PhD Preliminary: High Performance Distributed Transactions for Multi-region Database Systems

Talk
Cuong Nguyen
Time: 
01.04.2024 14:30 to 16:00

The increased popularity of global applications has spurred the demand for a more advanced database system layer in multi-region cloud infrastructures. This layer should seamlessly abstract the distributed nature of the system behind a strong data consistency interface, enabling developers to focus on application logic without delving into complex data race issues. Simultaneously, it needs to exhibit resilience in the face of calamities, ranging from hardware failures to natural disasters that shut down entire data centers. However, these goals are usually at odds with the need for high performance. Guaranteeing a strong data consistency model necessitates additional coordination rounds between nodes to ensure the proper ordering of read and write operations. Enhancing availability and durability necessitates data replication across multiple locations. These measures, coupled with the potential for high-latency cross-region communication, can significantly degrade performance. Consequently, existing solutions typically either compromise on weaker consistency levels or incur performance penalties for achieving better guarantees.
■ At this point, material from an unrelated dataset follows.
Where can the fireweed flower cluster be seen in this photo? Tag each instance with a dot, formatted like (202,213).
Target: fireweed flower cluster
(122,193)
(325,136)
In this dissertation, we propose a new deterministic concurrency control algorithm to address the performance limitation caused by cross-region network communication. While traditional database systems have to guard against non-deterministic failures by using expensive protocol like two-phase commit, exacerbated in a geographically distributed setting, deterministic concurrency control algorithms employ an upfront total ordering at a lower cost and eschew such a heavyweight protocol. Taking one step further, we devise a new deadlock resolution algorithm that reduces the number of cross-region network round-trips to an absolute minimum, significantly enhancing the efficiency and responsiveness of the system.The design of deterministic database systems often rests on certain assumptions, such as the read and write set of each transaction should be known in advance. Recent database systems, including non-deterministic ones, also leverage these assumptions for performance gains. Nevertheless, the validity of these assumptions has primarily been supported by anecdotal evidence or intuition. To bridge this gap and systematically assess the prevalence of these assumptions, we conducted a large-scale empirical study across a diverse corpus of open-source, real-world applications. This study not only provides quantitative evidence for the cases where these assumptions hold true, but also guides future efforts to address the cases where they do not.Finally, recognizing that deterministic concurrency control is still in its nascent stages for widespread adoption, we explore a general architectural design capable of equipping existing non-deterministic databases with strongly consistent multi-region transactions. We show that with minimal changes to a shared-storage database system, we can enable fast multi-region transactions while inheriting decades of expertly built and rigorously tested features from the original database system.